Tak lama kemudian, suara langkah kaki terdengar dari arah belakang. Sontak aku dan Egi segera menoleh. Ternyata itu suara langkah kaki Tedy. Ia berjalan menghampiri aku dan Egi.
Sesampainya di bawah pohon, tanpa sepatah kata pun yang terucap dari bibir Tedy, Tedy langsung duduk di bersandar di bawah pohon dan menarik nafas dalam dalam, lalu dihembuskan kembali.
"Kenapa, Ted? Lo ada masalah?" tanyaku.
"Kita nggak bisa kayak gini terus. Kita harus lebih maju. Kalo kita seperti ini terus, mimpi kita nggak akan pernah bisa terwujud," kata Tedy sambil menoleh ke arahku dan Egi.
"Jadi, maksud lo apa, Ted?" kata Egi.
"Kita harus mencari pekerjaan," jawab Tedy.
"Untuk mendapatkan pekerjaan yang lebih baik, kita harus pergi ke kota besar. Di sana, lapangan pekerjaan banyak. Dan, kita bisa mendapatkan penghasilan yang lumayan," kata Tedy melanjutkan.
"Maksud lo, kita merantau gitu?" tanya Egi.
"Iya, Bro. Kita harus mencoba mengadu nasib di kota besar."
"Dimana?" tanyaku.
"JAKARTA!" jawab Tedy dengan tegas sambil memasang senyum di sudut bibirnya.
"Setuju, nggak?" tanya Tedy.
"Hmm..., kalo aku sih setuju-setuju aja, Ted," jawabku.
"Aku juga setuju, Ted."
"Nah, semua udah setuju. Lusa kita berangkat, gimana?" tanya Tedy.
"Oke," jawab aku dan Egi serentak.
------
Hari ini, kami meminta izin ke orangtua masing-masing.
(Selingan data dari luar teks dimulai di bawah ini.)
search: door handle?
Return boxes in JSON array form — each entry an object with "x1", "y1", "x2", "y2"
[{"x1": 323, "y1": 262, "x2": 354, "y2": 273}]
Tentunya dengan membawa bekal dan uang yang cukup selama mencari pekerjaan di Jakarta. Setelah itu, kami berkumpul di tempat favorit seperti biasa.
Disana, kami berunding untuk menentukan hal apa saja yang perlu dipersiapkan. Pukul tiga sore, kami berangkat ke Jakarta menggunakan kereta api.
Di perjalanan kami teringat sosok Fadil. Tapi, kami sadar kalau Fadil telah tiada.
Di dalam kereta api, aku memejamkan mata sejenak sambil merebahkan tubuh kurus ini di kursi kereta api.
"Entah harus dari mana dimulainya mimpi yang pernah aku tulis di sebuah batu besar itu harus tercapai," kataku dalam hati.
Tiba tiba. "Karcis... karcis," kata petugas kereta api.
Tedy segera memberikan tiket kereta api. Setelah memberikan tiket kereta, kami kembali berbincang santai.
"Eh, nanti di Jakarta nggak usah khawatir terlantar, ya. Tante gue punya satu kamar kost kosong. Disana, kita bisa tidur bertiga," kata Tedy.
"Assiikkk. Jadi, kita gak perlu muter-muter cari kost-an lagi," kata Egi.
Sampai di Stasiun Gambir, aku, Fadil, dan Tedy mengantri turun sambil berdesakan dengan penumpang lainnya. Maklum, kami naik kelas ekonomi.
Setelah berhasil keluar, kami segera melanjutkan perjalanan menuju rumah tantenya Tedy. Cukup dengan menggunakan satu buah angkutan umum, kami sampai dengan selamat di rumah tantenya Tedy.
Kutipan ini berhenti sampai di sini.